Tarod se volvió a ellos y sonrió ligeramente.

—Confieso que esto no es tan refinado como los baños de la provincia de Shu, pero encontraréis que el agua es tibia y refrescante. Cuando hayáis terminado, ¡estaré en el comedor!

Drachea miró rápidamente a Cyllan, saludó brevemente a Tarod con la cabeza y se dirigió deprisa a uno de los cubículos más lejanos, como ansioso por distanciarse lo más posible de su anfitrión.

Cyllan contempló la superficie cristalina del agua, ahora demasiado consciente de lo agotada que estaba después de lo ocurrido. La idea de estar limpia, de poder dormir sobre algo que no fuese guijarros ni granito, hizo que quisiera pellizcarse para estar segura de que no era un sueño. Iba a quitarse la mojada y sucia ropa, pero no lo hizo al darse cuenta de que Tarod no se había movido, sino que estaba todavía a su lado.

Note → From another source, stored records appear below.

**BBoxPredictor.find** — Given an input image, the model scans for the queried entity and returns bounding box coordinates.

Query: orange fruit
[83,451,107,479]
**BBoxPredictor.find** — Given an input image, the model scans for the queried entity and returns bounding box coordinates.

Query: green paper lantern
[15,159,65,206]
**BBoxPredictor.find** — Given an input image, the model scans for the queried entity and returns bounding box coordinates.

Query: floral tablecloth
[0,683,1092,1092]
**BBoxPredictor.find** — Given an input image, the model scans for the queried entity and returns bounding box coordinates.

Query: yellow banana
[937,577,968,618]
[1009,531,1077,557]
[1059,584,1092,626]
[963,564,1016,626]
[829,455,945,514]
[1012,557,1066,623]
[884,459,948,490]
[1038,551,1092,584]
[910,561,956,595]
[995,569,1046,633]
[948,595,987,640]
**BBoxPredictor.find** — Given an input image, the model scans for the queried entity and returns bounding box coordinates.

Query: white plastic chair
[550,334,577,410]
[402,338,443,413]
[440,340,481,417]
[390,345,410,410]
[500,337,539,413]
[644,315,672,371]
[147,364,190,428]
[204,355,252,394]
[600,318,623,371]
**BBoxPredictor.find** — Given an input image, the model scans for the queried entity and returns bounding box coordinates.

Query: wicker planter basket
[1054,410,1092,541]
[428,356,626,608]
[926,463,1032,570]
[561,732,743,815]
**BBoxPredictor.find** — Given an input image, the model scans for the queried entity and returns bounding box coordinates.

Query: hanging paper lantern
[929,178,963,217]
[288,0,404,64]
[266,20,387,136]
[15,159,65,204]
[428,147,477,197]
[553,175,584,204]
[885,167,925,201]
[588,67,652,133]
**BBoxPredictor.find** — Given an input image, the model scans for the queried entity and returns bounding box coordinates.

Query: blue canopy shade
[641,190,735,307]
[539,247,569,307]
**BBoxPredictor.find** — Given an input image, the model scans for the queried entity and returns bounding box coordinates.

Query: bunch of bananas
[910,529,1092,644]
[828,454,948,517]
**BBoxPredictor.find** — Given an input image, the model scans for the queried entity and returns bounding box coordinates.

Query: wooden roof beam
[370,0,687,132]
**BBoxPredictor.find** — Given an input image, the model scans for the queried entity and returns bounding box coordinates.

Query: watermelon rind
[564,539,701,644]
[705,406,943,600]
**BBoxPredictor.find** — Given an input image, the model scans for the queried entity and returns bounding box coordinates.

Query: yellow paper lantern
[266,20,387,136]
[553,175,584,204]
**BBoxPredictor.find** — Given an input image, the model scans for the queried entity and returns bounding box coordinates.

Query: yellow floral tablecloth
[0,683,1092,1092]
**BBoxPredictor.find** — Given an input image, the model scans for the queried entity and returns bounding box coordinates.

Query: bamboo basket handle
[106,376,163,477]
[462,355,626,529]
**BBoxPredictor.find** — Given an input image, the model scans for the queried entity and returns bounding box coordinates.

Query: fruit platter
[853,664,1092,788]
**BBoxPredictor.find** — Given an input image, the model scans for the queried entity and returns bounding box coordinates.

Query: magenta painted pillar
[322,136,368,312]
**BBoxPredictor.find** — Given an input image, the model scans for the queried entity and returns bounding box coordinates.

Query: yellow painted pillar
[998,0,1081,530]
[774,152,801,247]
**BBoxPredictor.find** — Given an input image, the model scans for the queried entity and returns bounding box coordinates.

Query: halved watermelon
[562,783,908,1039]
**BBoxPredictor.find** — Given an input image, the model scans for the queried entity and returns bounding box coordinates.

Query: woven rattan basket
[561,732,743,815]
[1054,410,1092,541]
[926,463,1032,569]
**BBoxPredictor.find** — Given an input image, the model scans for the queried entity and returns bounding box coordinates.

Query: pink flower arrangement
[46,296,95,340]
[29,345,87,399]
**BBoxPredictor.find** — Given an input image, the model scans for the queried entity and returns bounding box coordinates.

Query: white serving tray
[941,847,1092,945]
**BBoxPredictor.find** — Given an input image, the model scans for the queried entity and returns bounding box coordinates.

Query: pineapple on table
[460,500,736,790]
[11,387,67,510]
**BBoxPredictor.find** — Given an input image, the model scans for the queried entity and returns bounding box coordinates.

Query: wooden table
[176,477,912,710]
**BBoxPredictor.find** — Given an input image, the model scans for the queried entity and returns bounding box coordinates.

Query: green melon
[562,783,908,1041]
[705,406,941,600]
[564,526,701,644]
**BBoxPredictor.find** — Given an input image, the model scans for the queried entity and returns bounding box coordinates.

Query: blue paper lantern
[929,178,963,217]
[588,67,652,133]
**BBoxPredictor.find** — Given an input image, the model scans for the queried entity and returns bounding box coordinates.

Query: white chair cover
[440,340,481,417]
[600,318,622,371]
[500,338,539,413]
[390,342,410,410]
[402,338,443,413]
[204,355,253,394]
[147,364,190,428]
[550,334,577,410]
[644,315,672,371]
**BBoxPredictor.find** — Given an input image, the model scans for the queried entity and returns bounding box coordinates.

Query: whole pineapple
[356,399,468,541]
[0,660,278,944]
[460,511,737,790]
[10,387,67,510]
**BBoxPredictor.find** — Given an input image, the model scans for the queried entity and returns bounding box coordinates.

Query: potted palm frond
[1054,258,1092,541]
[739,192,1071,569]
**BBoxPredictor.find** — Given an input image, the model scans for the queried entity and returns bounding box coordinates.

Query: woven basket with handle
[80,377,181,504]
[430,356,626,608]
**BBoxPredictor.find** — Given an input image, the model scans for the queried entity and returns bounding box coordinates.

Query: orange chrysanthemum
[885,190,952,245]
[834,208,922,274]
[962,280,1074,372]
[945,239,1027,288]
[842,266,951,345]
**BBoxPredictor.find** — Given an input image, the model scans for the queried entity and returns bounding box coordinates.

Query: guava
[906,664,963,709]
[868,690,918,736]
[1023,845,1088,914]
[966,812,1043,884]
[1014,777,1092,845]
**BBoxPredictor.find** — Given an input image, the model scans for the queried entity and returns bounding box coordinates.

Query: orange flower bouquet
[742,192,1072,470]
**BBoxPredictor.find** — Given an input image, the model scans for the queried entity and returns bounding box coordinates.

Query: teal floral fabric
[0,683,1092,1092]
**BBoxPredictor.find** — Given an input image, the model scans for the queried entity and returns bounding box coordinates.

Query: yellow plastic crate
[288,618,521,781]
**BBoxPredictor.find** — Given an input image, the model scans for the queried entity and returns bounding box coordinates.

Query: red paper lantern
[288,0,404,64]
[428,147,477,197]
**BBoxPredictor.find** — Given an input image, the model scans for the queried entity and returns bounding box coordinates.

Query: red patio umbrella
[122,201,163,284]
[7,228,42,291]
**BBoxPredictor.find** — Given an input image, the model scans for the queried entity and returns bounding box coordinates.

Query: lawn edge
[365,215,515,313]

Se volvió poco a poco de cara a él. Ahora Drachea no podía oírles y había cien preguntas que ella deseaba hacer. Pero le faltó valor, pues aunque el alto Adepto la estaba observando, tuvo la desconcertante impresión de que los pensamientos de él estaban a una distancia inconmensurable. Se estremeció y ese movimiento llamó la atención de Tarod, que pareció volver a la realidad.

—Discúlpame, Cyllan —dijo—. Te estoy entreteniendo.

—Recuerdas mi nombre…

Estaba sorprendida e irracionalmente satisfecha; era la primera vez que él se había dirigido personalmente a ella.